By contrast, the absence of gratitude can breed frustration and disconnection. Employees can feel like their contributions are never fully valued and seen. To quote Harvard Health Publishing, “Gratitude helps people feel more positive emotions, relish good experiences, improve their health, deal with adversity, and build strong relationships.” It can increase the quality of life in the office and beyond.

As leaders, we flourish when our teams are successful, so consider consciously and sincerely showing appreciation for them in various ways. Continue reading to find out how to promote gratitude in the workplace for the sake of your career.

3 Ways To Promote Gratitude in the Workplace

1. Institutionalize Gratitude

I’d like to suggest that a major responsibility of ours as organizational leaders is to institutionalize the use of gratitude in our workplace. We can integrate the practice of thankfulness by:

  • Asking team members what would be most meaningful for them to receive gratitude from others. Ensure that gratitude is delivered in those ways and watch the sparks of joy.

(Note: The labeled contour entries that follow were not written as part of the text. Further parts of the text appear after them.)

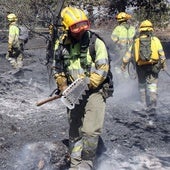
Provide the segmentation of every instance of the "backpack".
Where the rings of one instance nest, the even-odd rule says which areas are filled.
[[[95,56],[96,56],[96,51],[95,51],[96,38],[99,38],[101,41],[103,41],[107,48],[108,59],[109,59],[109,71],[108,71],[107,77],[102,85],[103,85],[103,92],[105,93],[105,97],[108,98],[108,97],[113,96],[113,92],[114,92],[114,82],[113,82],[113,74],[111,72],[111,64],[110,64],[111,56],[109,53],[109,48],[102,37],[100,37],[95,32],[90,31],[90,33],[91,33],[91,36],[90,36],[90,42],[89,42],[89,54],[92,57],[93,62],[95,61]]]
[[[19,28],[19,40],[23,41],[24,44],[28,42],[29,30],[25,26],[18,26]]]
[[[142,61],[149,61],[151,59],[151,38],[151,36],[139,38],[139,58]]]

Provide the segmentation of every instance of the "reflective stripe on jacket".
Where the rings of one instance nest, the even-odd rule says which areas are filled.
[[[19,28],[17,27],[15,22],[12,22],[9,25],[9,37],[8,37],[8,44],[10,44],[13,47],[19,46]]]
[[[79,77],[86,77],[86,73],[88,71],[90,82],[93,87],[98,87],[100,84],[102,84],[106,79],[109,70],[108,53],[104,42],[99,38],[97,38],[95,41],[95,61],[92,60],[92,57],[89,54],[89,48],[87,49],[85,58],[87,65],[90,67],[90,70],[86,70],[81,65],[80,43],[74,45],[70,44],[69,48],[69,66],[67,67],[67,70],[73,80]]]
[[[131,53],[131,49],[132,49],[132,53]],[[133,54],[135,58],[135,62],[138,65],[154,64],[157,63],[159,59],[165,60],[165,53],[162,44],[160,40],[155,36],[151,37],[151,51],[152,51],[151,59],[149,61],[142,61],[139,57],[139,38],[136,38],[133,48],[130,47],[125,57],[123,57],[123,62],[124,63],[129,62],[131,58],[131,54]]]

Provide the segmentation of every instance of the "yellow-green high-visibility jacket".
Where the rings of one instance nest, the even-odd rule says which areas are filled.
[[[165,60],[165,53],[162,47],[162,44],[160,40],[152,36],[151,37],[151,58],[149,61],[142,61],[139,56],[139,38],[136,38],[134,41],[134,44],[129,48],[129,50],[126,52],[126,55],[123,57],[123,62],[128,63],[131,57],[134,57],[135,62],[137,65],[146,65],[146,64],[154,64],[157,63],[159,59]],[[131,51],[132,50],[132,51]]]
[[[111,34],[111,39],[121,47],[129,47],[133,42],[133,37],[136,33],[134,26],[127,23],[121,23],[116,26]]]
[[[86,35],[86,38],[89,39],[90,34]],[[86,40],[85,40],[86,41]],[[88,68],[83,67],[82,62],[82,52],[80,42],[72,44],[70,39],[67,39],[64,43],[66,49],[63,49],[63,57],[64,58],[64,69],[57,69],[61,72],[66,72],[69,74],[72,80],[76,80],[77,78],[89,77],[90,82],[94,88],[98,87],[107,77],[107,73],[109,70],[109,60],[108,60],[108,52],[105,46],[105,43],[96,38],[95,40],[95,58],[90,56],[89,47],[87,47],[86,53],[84,54],[85,64],[88,65]],[[67,51],[67,52],[66,52]],[[57,61],[56,61],[57,62]],[[57,71],[58,72],[58,71]],[[58,74],[60,74],[58,72]],[[66,73],[65,73],[66,74]]]
[[[19,28],[16,22],[12,22],[9,25],[9,36],[8,36],[8,46],[11,47],[18,47],[19,46]]]

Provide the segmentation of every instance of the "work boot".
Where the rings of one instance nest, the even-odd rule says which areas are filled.
[[[135,108],[133,109],[134,113],[145,113],[146,112],[146,106],[142,102],[137,102],[135,104]]]
[[[92,170],[93,163],[92,161],[83,160],[81,164],[78,166],[78,170]]]
[[[70,167],[69,170],[92,170],[93,163],[91,161],[83,160],[81,163],[75,167]]]

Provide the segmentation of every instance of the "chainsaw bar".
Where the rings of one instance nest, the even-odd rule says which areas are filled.
[[[69,109],[74,109],[75,104],[79,104],[79,100],[82,99],[82,95],[86,95],[88,89],[88,80],[78,78],[63,91],[61,101]]]

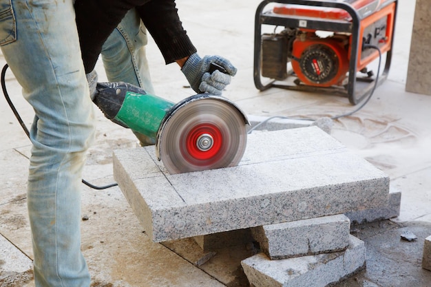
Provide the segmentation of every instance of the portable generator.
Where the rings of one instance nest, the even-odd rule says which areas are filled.
[[[397,0],[264,1],[255,23],[256,88],[341,94],[357,104],[387,78],[397,3]],[[269,32],[262,32],[262,28]],[[368,66],[382,54],[384,70],[375,75]]]

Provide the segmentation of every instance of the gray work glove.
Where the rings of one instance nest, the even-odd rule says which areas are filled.
[[[211,63],[222,66],[227,74],[216,70],[210,74]],[[189,57],[181,71],[196,93],[221,95],[222,90],[231,83],[231,76],[235,76],[237,69],[220,56],[205,56],[201,59],[195,53]]]
[[[86,74],[85,76],[87,76],[87,81],[88,82],[90,97],[92,98],[92,100],[94,100],[94,96],[96,96],[96,86],[97,85],[97,72],[95,70],[93,70],[90,73]]]

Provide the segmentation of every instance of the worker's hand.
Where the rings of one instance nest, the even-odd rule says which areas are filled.
[[[216,70],[210,74],[211,63],[222,66],[227,74]],[[189,57],[181,71],[196,93],[220,95],[226,86],[231,83],[231,76],[235,76],[237,69],[220,56],[205,56],[201,59],[195,53]]]

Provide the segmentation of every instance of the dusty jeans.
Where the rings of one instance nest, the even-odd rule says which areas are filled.
[[[90,284],[81,251],[81,190],[94,106],[72,2],[0,0],[1,51],[35,113],[28,206],[36,287]]]

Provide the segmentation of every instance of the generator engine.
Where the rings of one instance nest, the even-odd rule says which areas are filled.
[[[355,32],[352,31],[355,26],[351,15],[346,10],[297,4],[302,1],[280,2],[296,4],[278,3],[270,12],[261,15],[261,23],[275,25],[273,33],[261,35],[262,77],[284,81],[292,76],[296,78],[297,85],[346,89],[354,84],[349,83],[349,72],[360,72],[366,77],[372,76],[367,65],[379,57],[377,48],[381,54],[392,48],[394,0],[341,1],[356,10]],[[337,29],[339,23],[340,28]],[[280,31],[275,32],[276,29]],[[260,83],[256,87],[266,87]]]

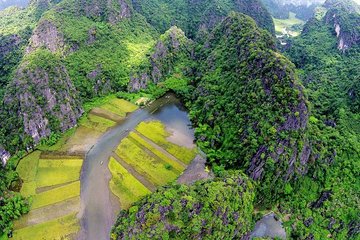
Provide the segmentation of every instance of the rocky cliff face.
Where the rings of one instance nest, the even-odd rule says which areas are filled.
[[[338,49],[345,52],[354,45],[360,45],[360,7],[355,2],[328,0],[324,21],[333,26],[338,39]]]
[[[18,145],[24,147],[37,144],[51,132],[75,126],[83,113],[67,70],[48,50],[27,56],[7,88],[3,104],[2,114],[12,116],[2,119],[5,135],[19,135]]]
[[[294,66],[276,52],[271,36],[249,17],[232,14],[197,57],[204,60],[191,116],[209,158],[245,168],[255,180],[272,179],[278,189],[305,174],[308,106]]]
[[[160,32],[177,25],[192,39],[199,32],[211,31],[231,11],[248,14],[260,27],[275,33],[272,18],[259,0],[133,0],[132,3],[134,9]]]
[[[181,29],[171,27],[151,50],[147,62],[131,74],[128,89],[138,91],[146,88],[149,83],[157,84],[173,74],[185,75],[188,66],[181,66],[180,72],[176,72],[175,69],[178,63],[191,58],[192,47],[192,41]]]
[[[94,20],[109,21],[116,24],[122,19],[131,17],[131,5],[126,0],[79,0],[77,10]]]
[[[46,48],[52,53],[64,49],[64,36],[58,28],[49,20],[41,21],[30,38],[30,44],[26,53],[31,53],[39,48]]]
[[[0,160],[3,166],[6,165],[7,161],[10,158],[10,153],[7,152],[4,148],[0,146]]]

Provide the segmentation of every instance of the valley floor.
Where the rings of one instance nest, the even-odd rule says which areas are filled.
[[[27,215],[15,222],[14,239],[79,238],[81,221],[86,216],[81,199],[82,181],[86,179],[82,171],[91,171],[84,170],[83,162],[99,138],[136,109],[130,102],[108,98],[93,107],[81,118],[79,126],[65,133],[54,146],[40,146],[20,161],[17,171],[23,180],[21,193],[32,199],[32,206]],[[111,173],[111,198],[118,199],[121,209],[128,209],[141,197],[175,181],[198,155],[193,144],[175,144],[172,136],[176,131],[169,129],[159,120],[141,121],[127,130],[110,153],[109,161],[96,162]],[[203,159],[200,155],[197,158]],[[205,161],[199,166],[202,169],[185,176],[183,182],[187,178],[209,177],[204,171]]]

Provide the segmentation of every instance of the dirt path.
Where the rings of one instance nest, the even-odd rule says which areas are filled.
[[[149,189],[152,192],[156,190],[156,187],[151,182],[149,182],[144,176],[139,174],[132,166],[130,166],[124,160],[122,160],[115,152],[113,154],[113,157],[147,189]]]
[[[177,183],[192,184],[198,180],[211,179],[213,174],[205,170],[206,158],[200,154],[195,157],[184,173],[178,178]]]
[[[148,144],[150,144],[152,147],[156,148],[157,150],[159,150],[160,152],[162,152],[163,154],[165,154],[168,158],[170,158],[171,160],[173,160],[174,162],[177,162],[178,164],[180,164],[181,166],[183,166],[184,168],[187,167],[187,165],[185,163],[183,163],[182,161],[180,161],[179,159],[177,159],[176,157],[174,157],[173,155],[171,155],[168,151],[164,150],[162,147],[160,147],[159,145],[157,145],[156,143],[154,143],[153,141],[151,141],[149,138],[145,137],[144,135],[142,135],[140,132],[134,130],[134,132],[139,135],[139,137],[141,137],[144,141],[146,141]]]

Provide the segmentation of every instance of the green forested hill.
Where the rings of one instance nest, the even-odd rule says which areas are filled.
[[[113,238],[247,237],[254,209],[271,209],[290,238],[357,239],[360,17],[350,0],[322,10],[284,55],[260,1],[39,0],[1,11],[0,157],[57,139],[96,97],[172,90],[217,178],[140,200]],[[28,210],[12,163],[0,168],[0,235]]]
[[[241,172],[173,184],[121,211],[112,239],[239,239],[253,225],[254,187]]]
[[[160,32],[176,25],[192,38],[199,30],[211,30],[230,11],[237,11],[253,17],[260,27],[275,33],[270,14],[258,0],[136,0],[133,5]]]
[[[309,112],[293,64],[238,14],[215,28],[198,57],[190,116],[199,146],[213,163],[262,179],[267,194],[282,193],[309,160]]]
[[[354,40],[360,31],[351,23],[358,22],[360,15],[336,1],[325,5],[329,9],[324,18],[311,19],[286,52],[299,69],[311,103],[310,139],[318,164],[297,181],[295,189],[300,190],[284,199],[283,208],[292,214],[289,224],[297,226],[294,238],[357,239],[360,43]],[[337,19],[332,19],[334,12]],[[346,48],[340,48],[341,41]]]

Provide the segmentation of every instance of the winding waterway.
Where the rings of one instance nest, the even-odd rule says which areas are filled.
[[[116,215],[119,201],[109,189],[111,173],[108,161],[119,142],[140,122],[148,119],[162,121],[173,132],[177,144],[191,146],[194,132],[185,109],[173,94],[154,101],[149,106],[129,114],[126,119],[106,132],[86,154],[81,173],[81,230],[78,239],[107,240]]]

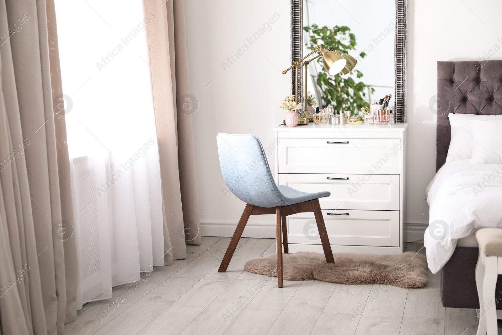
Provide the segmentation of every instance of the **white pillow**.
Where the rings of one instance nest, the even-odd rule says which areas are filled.
[[[502,164],[502,120],[471,122],[472,157],[475,164]]]
[[[476,115],[449,113],[451,139],[448,149],[446,163],[469,159],[472,155],[472,136],[471,123],[473,120],[502,120],[501,115]]]

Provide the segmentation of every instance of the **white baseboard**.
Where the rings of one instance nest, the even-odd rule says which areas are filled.
[[[238,221],[234,220],[200,220],[200,232],[202,236],[222,236],[231,237]],[[273,221],[253,222],[246,225],[242,233],[242,237],[275,239],[276,238],[275,222]],[[406,227],[406,241],[414,242],[424,239],[424,233],[428,225],[424,224],[408,224]]]
[[[423,242],[424,234],[429,225],[427,224],[407,224],[406,227],[406,242]]]

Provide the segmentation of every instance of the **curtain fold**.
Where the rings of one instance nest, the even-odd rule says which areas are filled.
[[[200,244],[192,115],[182,1],[146,0],[156,19],[148,26],[152,86],[165,208],[166,264]]]
[[[65,269],[74,259],[65,259],[66,236],[59,229],[67,203],[61,202],[56,147],[65,139],[56,138],[47,15],[45,6],[37,5],[0,1],[0,328],[5,334],[63,334],[67,292],[75,294],[75,278],[67,277]],[[66,249],[74,252],[71,244]],[[69,308],[71,319],[74,308]]]
[[[110,298],[113,286],[141,284],[142,273],[165,264],[165,207],[146,60],[147,26],[157,19],[144,12],[141,1],[96,2],[91,5],[102,20],[89,25],[81,15],[89,10],[85,2],[55,3],[62,98],[71,106],[64,116],[80,309]],[[92,43],[81,48],[89,36]]]
[[[61,223],[58,229],[69,230],[64,232],[63,240],[64,251],[64,268],[66,283],[66,307],[64,313],[65,323],[75,321],[77,318],[75,307],[78,267],[77,263],[77,244],[73,236],[74,214],[73,196],[70,175],[70,159],[66,141],[66,124],[64,113],[59,107],[63,96],[61,67],[59,64],[59,50],[58,45],[57,25],[54,0],[45,0],[47,12],[47,29],[49,56],[50,65],[51,88],[52,91],[53,110],[54,117],[54,131],[57,156],[58,176],[61,194]],[[63,223],[64,222],[64,223]],[[68,224],[71,227],[65,227]]]

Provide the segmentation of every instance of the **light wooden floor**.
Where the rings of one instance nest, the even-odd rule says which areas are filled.
[[[275,240],[241,239],[226,273],[218,273],[228,238],[203,237],[188,257],[157,267],[136,285],[85,304],[68,335],[91,334],[385,335],[475,334],[475,310],[445,308],[439,277],[421,289],[285,281],[244,271],[250,259],[275,252]],[[407,251],[425,254],[423,244]],[[502,330],[499,326],[499,333]]]

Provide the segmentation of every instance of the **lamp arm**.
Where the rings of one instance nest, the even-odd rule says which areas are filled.
[[[320,45],[318,45],[317,46],[316,46],[315,47],[315,49],[314,49],[311,52],[310,52],[310,53],[309,53],[309,54],[307,55],[306,56],[305,56],[304,57],[303,57],[301,59],[299,59],[299,60],[298,60],[297,61],[295,61],[295,62],[293,63],[293,65],[292,65],[291,66],[290,66],[287,69],[286,69],[286,70],[285,70],[284,71],[283,71],[283,74],[286,74],[286,73],[288,73],[288,71],[289,71],[290,70],[291,70],[293,68],[295,67],[295,66],[298,66],[299,63],[301,63],[302,61],[303,61],[305,60],[305,58],[306,58],[310,56],[311,55],[312,55],[314,53],[320,51],[321,49],[322,49],[322,46]],[[320,56],[320,55],[319,55],[319,56]]]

  • Encouraging staff members to verbalize a word or sentence of gratitude in closing habitual meetings. End on a high note.

  • Empowering all staff, including managers and supervisors, to recognize each other’s contributions publicly, whenever their efforts are exemplary and not only when milestones are reached.

2. Walk the Walk

Cultivate a “gratitude attitude” among the team by regularly showing appreciation for each member in tangible ways:

  • Email or text your thanks immediately and incorporate GIFs or emojis to elicit a lighthearted response. For bonus points, send a handwritten note!

  • Host meals to celebrate the small and big wins. If you cannot gather, send a meal through Uber Eats, DoorDash, GrubHub, or directly from a restaurant.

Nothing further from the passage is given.